Article ID Journal Published Year Pages File Type
5844674 Progress in Neuro-Psychopharmacology and Biological Psychiatry 2013 6 Pages PDF
Abstract

•Our work provides the evidence of CMYA5 associated with schizophrenia.•Allele distribution of 3 SNPs showed significant association with schizophrenia.•Several SNP tests of haplotype association were significantly positive.

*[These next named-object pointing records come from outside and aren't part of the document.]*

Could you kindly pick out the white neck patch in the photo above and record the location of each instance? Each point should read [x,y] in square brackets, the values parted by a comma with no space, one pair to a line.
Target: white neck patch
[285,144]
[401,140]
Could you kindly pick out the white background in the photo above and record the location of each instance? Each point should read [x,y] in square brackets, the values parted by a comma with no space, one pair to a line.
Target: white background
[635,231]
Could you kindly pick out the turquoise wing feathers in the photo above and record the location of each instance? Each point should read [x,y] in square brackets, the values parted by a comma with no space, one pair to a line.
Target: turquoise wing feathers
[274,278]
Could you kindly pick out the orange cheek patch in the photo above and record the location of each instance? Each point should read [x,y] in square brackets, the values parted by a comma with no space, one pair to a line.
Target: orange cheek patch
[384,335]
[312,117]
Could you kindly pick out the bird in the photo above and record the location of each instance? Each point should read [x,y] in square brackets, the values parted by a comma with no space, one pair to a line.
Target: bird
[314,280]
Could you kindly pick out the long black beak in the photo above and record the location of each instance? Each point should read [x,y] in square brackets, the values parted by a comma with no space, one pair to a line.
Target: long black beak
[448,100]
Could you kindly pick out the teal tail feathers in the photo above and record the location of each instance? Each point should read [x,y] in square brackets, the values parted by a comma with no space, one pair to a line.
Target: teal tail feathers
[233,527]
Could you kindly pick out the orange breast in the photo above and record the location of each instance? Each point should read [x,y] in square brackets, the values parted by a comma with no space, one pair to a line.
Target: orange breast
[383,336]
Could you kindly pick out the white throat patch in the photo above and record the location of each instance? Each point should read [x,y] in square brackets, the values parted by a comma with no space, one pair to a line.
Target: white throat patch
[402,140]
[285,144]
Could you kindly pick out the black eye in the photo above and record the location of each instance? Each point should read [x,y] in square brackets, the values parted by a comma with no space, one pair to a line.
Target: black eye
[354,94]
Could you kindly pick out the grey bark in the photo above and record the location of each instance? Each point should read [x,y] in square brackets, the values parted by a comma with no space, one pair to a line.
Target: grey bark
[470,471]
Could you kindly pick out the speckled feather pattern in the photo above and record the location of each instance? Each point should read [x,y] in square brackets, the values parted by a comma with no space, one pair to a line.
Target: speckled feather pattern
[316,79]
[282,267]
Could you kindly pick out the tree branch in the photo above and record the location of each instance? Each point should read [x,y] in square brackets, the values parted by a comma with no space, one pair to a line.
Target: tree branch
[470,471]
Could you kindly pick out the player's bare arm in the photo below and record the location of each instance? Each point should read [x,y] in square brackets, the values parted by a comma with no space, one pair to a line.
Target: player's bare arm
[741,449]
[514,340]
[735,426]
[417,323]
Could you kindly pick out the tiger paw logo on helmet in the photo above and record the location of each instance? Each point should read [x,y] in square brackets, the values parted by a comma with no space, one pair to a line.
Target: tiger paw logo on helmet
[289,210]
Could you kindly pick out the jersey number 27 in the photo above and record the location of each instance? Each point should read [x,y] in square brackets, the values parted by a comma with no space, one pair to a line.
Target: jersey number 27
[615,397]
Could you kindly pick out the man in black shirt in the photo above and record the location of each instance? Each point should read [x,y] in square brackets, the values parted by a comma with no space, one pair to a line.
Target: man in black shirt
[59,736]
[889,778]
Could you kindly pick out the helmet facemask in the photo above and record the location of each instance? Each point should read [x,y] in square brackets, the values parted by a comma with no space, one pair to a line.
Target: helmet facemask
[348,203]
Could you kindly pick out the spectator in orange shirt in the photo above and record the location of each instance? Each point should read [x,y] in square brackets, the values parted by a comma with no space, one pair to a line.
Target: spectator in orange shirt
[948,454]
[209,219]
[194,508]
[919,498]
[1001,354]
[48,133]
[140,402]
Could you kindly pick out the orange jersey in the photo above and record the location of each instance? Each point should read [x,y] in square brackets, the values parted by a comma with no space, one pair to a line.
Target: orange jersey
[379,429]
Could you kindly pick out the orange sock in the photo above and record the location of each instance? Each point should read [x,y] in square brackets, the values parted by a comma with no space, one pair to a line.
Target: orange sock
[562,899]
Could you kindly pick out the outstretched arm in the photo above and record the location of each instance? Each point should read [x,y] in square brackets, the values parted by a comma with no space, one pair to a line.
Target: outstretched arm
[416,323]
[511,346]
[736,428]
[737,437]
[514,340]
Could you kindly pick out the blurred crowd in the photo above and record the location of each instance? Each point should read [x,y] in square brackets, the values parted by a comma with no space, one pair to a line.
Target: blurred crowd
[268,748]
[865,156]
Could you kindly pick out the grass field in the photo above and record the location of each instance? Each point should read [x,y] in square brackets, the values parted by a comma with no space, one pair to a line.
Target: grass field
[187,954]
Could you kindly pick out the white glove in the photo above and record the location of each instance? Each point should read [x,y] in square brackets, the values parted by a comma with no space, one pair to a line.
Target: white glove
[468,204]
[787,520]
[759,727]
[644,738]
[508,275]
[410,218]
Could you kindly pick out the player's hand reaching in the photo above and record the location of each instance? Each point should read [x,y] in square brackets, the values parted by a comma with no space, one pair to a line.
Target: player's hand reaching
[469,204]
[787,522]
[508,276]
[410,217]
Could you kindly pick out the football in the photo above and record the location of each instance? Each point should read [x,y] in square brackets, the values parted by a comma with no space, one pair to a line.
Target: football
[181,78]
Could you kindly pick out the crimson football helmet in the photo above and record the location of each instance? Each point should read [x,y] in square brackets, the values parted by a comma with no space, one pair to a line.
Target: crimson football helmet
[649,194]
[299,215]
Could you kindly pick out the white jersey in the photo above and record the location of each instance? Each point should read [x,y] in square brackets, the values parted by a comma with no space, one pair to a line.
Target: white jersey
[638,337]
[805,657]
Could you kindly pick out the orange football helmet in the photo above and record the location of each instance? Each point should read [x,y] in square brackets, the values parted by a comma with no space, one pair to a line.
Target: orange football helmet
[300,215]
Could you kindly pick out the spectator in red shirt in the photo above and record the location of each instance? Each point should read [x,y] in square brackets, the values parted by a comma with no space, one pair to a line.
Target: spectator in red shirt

Recently, CMYA5 was suggested as a susceptibility gene for schizophrenia based on two independent studies utilizing different ethnic samples. We designed a case-control study to examine whether 21 SNPs contained within CMYA5 were associated with the disorder in a western Han Chinese sample comprised of 488 schizophrenia patients and 516 healthy control subjects. The allele distribution of SNPs rs7714250, rs16877135 and rs13158477 showed significant association with schizophrenia (Puncorrected = 0.008, Puncorrected = 0.04, and Puncorrected = 0.009, respectively) as well as the genotype distribution in the Cochran-Armitage trend test (Puncorrected = 0.008, Puncorrected = 0.037 and Puncorrected = 0.011, respectively). After Bonferroni correction, rs7714250 showed a trend of association with schizophrenia both in allele distribution (Pcorrected = 0.088) and genotype distribution (Pcorrected = 0.088). Furthermore, significant associations were found in several two-, three-, four-, and five-SNP tests of haplotype analyses. Replications of the association of CMYA5 with schizophrenia across various studies suggest that it is very likely a potential common schizophrenia-related gene worldwide. Functional studies correlating CMYA5 with DTNBP1 and PKA warrant further investigation of the molecular basis of this gene in relationship to the signal transduction pathway(s) underlying the pathogenesis of schizophrenia.